Under the status quo, very few areas have been left a long way away from water in the pastoral rangelands. This is a relatively recent state of affairs; the provision of water has only occurred since pastoral expansion. Our continental analysis of the distribution of named water points indicated how widespread artificial water points have become in the pastoral rangelands of inland Australia (Appendix 2). Artificial sources of water also persist in many conservation reserves which were originally developed as pastoral enterprises. Our results suggest that high densities of water points may be responsible for the decline of 15-38% of species in the most diverse and abundant groups of flora and fauna across much of the chenopod and acacia rangelands (Section 3.3). Therefore, there is a need for regional conservation planning to address the imbalance that has developed in the proportion of pastoral rangeland under the influence of artificial sources of water compared with the proportion remote from it.

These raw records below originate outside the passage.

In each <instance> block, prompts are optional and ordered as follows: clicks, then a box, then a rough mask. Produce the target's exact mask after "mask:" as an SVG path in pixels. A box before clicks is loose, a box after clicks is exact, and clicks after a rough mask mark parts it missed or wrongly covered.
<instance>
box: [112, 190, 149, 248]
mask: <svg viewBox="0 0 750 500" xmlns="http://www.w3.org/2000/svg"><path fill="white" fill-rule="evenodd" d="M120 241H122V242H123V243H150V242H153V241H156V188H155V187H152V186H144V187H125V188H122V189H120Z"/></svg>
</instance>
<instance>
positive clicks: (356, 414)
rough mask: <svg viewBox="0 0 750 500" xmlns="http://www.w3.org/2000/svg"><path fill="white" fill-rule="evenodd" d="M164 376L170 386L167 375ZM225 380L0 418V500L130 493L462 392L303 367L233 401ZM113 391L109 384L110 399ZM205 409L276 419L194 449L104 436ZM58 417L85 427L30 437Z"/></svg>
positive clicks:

There is also a positive side to our results: some 17-24% of animal species at a locality may be advantaged by the provision of water. (The proportions of advantaged species are a little higher among plants, but some of these are exotic weeds.) For both animals and plants from 36 to 75% of species may be unaffected. Apparently, rangeland grazing is compatible with the persistence of a moderately large proportion of native species.
For a significant proportion of species, however, there is a consistent trend of decreasing abundance with proximity to water and its associated grazing pressures. Co-existence of many of these species with the current levels and extent of grazing may not be possible. Under the status quo, some of these species may be at risk of extinction, at least on a local scale. Should regional surveys confirm that the trends are widespread, our concerns about the risk of extinction would increase. To preserve viable populations of all species at regional scales, some parts of each region need to be maintained, fostered or developed at distances far enough from water to provide secure habitat for decreaser species.